I may have posted MLC #437 already.  This might be MLC #492.  It’s hard to keep track these days.

So my laptop is fixed.  For now, anyway.  Who knows what the future holds?  If only I felt like blogging anymore.  Ha ha.  You know, I have a lot of thoughts during the day.  Thoughts that I should probably write down.  That’s what I used to do, back when I actually blogged on a regular basis.  For a while I was thinking that I had run out of things to talk about, but the truth is that I have plenty of things to talk about, but I just can’t talk myself into the proposition that they are worth talking about.  Worth the trouble of talking about, I mean.  I don’t know if I type slower these days or what, but I can’t seem to snap off these blog posts like I used to.  That is pretty sad when you can’t even toss off a blog post anymore.  I mean, not being able to sit down for five minutes and toss off a novel or a coherent article or essay or whatever–that’s not such a big deal.  Plenty of people can’t toss off that stuff.  But blog-writing is not supposed to be that intensive.  It didn’t used to be for me.  That’s how I was able to blog just about every day. But blah blah blah another post about how I can’t seem to write posts anymore.  I don’t know about the rest of you, but I AM BORING THE LIVING CRAP OUT OF MYSELF.  When will it end???

The kids are back in school, but Wendell, I am not content.  I am committed to taking Girlfriend to swimming lessons two mornings a week for the next…however many weeks.  I don’t remember.  Four, maybe?  Could it be as long as six?  I hope not.  It shouldn’t be horrible.  I won’t have any other kids around cramping my style.  That has historically been the big pain in the you-know-what when it comes to swimming lessons–having to contain the non-swimming children for the half-hour that seems like half your life while the swimming children are learning to swim.  And now there won’t be any non-swimming children to deal with, so this should be a piece of cake, shouldn’t it?  My mind knows not to dread it, but someone forgot to tell my subconscious mind, which has come to associate “swimming lessons” with “living nightmare,” and so I just cannot stop dreading it, no matter how hard I try.  The mind is a powerful thing, but the subconscious mind is the One To Rule Them All.
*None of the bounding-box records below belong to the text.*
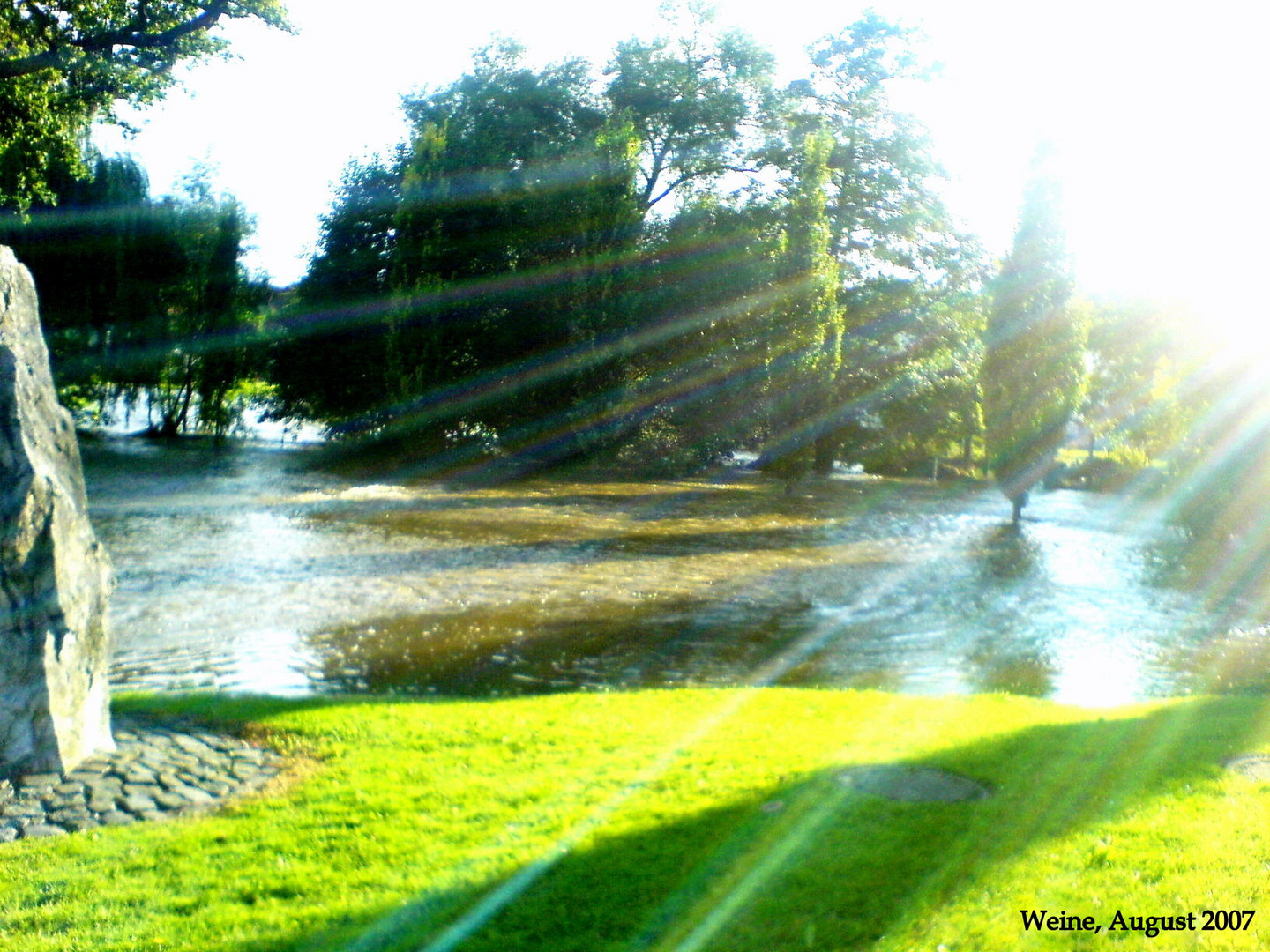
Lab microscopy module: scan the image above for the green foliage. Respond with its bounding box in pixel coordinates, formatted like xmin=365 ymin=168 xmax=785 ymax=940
xmin=272 ymin=9 xmax=974 ymax=476
xmin=0 ymin=689 xmax=1270 ymax=952
xmin=0 ymin=0 xmax=286 ymax=211
xmin=981 ymin=155 xmax=1087 ymax=519
xmin=0 ymin=156 xmax=265 ymax=435
xmin=1080 ymin=301 xmax=1215 ymax=461
xmin=606 ymin=6 xmax=776 ymax=211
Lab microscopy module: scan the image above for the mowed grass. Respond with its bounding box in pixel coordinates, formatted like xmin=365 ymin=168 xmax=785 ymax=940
xmin=0 ymin=688 xmax=1270 ymax=952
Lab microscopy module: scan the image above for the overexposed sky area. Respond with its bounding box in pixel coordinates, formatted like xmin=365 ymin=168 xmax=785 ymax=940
xmin=99 ymin=0 xmax=1270 ymax=339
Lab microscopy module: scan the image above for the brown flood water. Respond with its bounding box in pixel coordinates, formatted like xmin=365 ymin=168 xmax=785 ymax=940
xmin=85 ymin=441 xmax=1256 ymax=704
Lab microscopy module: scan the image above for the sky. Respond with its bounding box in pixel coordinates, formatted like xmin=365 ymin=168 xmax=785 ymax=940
xmin=98 ymin=0 xmax=1270 ymax=337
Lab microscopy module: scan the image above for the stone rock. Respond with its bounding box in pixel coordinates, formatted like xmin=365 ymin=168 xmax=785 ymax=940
xmin=0 ymin=246 xmax=115 ymax=776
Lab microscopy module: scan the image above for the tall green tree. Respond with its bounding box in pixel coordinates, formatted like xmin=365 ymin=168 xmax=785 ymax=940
xmin=604 ymin=4 xmax=776 ymax=212
xmin=0 ymin=0 xmax=286 ymax=211
xmin=979 ymin=148 xmax=1087 ymax=522
xmin=0 ymin=156 xmax=262 ymax=434
xmin=763 ymin=132 xmax=842 ymax=485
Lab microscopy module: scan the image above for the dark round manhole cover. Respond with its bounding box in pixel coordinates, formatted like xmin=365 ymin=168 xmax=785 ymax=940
xmin=838 ymin=764 xmax=992 ymax=804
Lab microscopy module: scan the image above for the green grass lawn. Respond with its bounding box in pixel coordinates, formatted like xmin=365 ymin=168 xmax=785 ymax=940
xmin=0 ymin=688 xmax=1270 ymax=952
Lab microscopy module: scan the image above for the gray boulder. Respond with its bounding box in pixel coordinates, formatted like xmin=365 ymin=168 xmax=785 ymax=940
xmin=0 ymin=246 xmax=115 ymax=777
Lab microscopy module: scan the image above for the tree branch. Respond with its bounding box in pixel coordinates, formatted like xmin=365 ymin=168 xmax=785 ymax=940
xmin=0 ymin=0 xmax=230 ymax=80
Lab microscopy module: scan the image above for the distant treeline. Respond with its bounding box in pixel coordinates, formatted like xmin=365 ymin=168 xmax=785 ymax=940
xmin=0 ymin=14 xmax=1199 ymax=479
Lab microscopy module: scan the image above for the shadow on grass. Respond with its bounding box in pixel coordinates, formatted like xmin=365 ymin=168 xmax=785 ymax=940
xmin=146 ymin=698 xmax=1266 ymax=952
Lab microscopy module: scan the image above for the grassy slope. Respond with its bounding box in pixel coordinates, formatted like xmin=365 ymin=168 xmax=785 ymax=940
xmin=0 ymin=689 xmax=1270 ymax=952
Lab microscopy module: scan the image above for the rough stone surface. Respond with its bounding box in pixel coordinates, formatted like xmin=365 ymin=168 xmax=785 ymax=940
xmin=0 ymin=246 xmax=113 ymax=777
xmin=838 ymin=764 xmax=992 ymax=804
xmin=0 ymin=721 xmax=282 ymax=843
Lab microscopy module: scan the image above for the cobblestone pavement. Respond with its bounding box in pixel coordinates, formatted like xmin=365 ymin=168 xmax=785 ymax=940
xmin=0 ymin=718 xmax=282 ymax=843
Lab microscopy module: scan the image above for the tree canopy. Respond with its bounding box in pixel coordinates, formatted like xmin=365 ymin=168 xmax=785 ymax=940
xmin=981 ymin=148 xmax=1087 ymax=522
xmin=0 ymin=0 xmax=287 ymax=211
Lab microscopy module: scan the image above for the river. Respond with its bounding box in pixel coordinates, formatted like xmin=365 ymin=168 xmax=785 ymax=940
xmin=84 ymin=439 xmax=1259 ymax=704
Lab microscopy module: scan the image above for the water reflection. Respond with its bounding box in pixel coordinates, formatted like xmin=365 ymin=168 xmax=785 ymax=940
xmin=85 ymin=442 xmax=1259 ymax=704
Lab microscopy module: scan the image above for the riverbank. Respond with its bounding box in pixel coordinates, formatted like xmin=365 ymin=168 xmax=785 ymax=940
xmin=0 ymin=688 xmax=1270 ymax=952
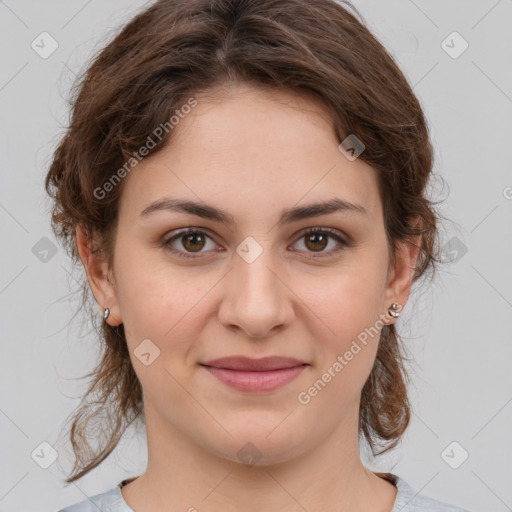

And before you ask, yes, swimming lessons are a thing people usually do in the summer, if they’re not married to someone who realizes during the summer that his five-year-old is totally ready to take swimming lessons but it’s too late to sign up for summer swimming lessons and so it becomes very important that his five-year-old take swimming lessons in the fall, before her readiness to take swimming lessons completely disappears.  Besides, I need something to get me out of the house.  (Or so I understand.)

I just don’t like having my life scheduled for me.  I mean, this is why I quit working in the first place, because I was tired of being hassled by the Man.  Oh, wait, that’s not why I quit working.  I quit working so I could be there for my kids and do things like take them to swimming lessons.  But nobody told me I’d be taking them in September and October!  I was misled!  But it’s too late to do anything about it now.

So I think I may have told you this already, back in May, but my tap instructor decided to retire from teaching tap at the rec center so that she could pursue other opportunities.  One can’t blame her.  Teaching at the rec center is a thankless proposition, financially speaking, and she’s a talented woman in her prime who should be pursuing the opportunities she would like to pursue.  The only problem is that now I have nowhere to take tap classes.  Well, that’s not entirely true.  There is a school of dance on the other side (the FAR other side) of Portland that has a tap class for teens and adults every Tuesday during rush hour traffic.  This would, of course, be totally convenient if it weren’t for the fact that I am already committed every other Tuesday to tearing out my hair and deciding I have no reason to live, in preparation for the housekeepers coming on Wednesday.  I know, I know–why don’t I just move the day the housekeepers come and tear out my hair and lose my will to live on a different night?  Because I fear change, ladies and gentlemen.  I don’t like to trade the hell I know for some as-yet-unknown hell.  It makes me very, very nervous.

There is a group of Mormon ladies who clog every Monday morning, or at least that’s what I’ve heard.  They are on this side of Portland–the NEAR side–which is an advantage.  Clogging is not tapping, of course.  It’s similar, but not the same.  I guess I am just in denial about the fact that I will have to make some choices here.  Continue tapping, which will involve a great deal more money and driving and hair-tearing-out management, or take up clogging, which is not the same as tap dancing, but may be close enough for horseshoes.  So to speak.  I don’t imagine one can clog in horse shoes literally or anything like that, but since I know jack crap about clogging, maybe I shouldn’t shoot my mouth off until I’ve had a few lessons.  Obviously, I could also choose to do both, but that would be like some…crazy super-choice or something.  I think I should probably pace myself.

I should also probably go to bed because I’m tired now.  I’ll save my whining about how I don’t have any friends for tomorrow.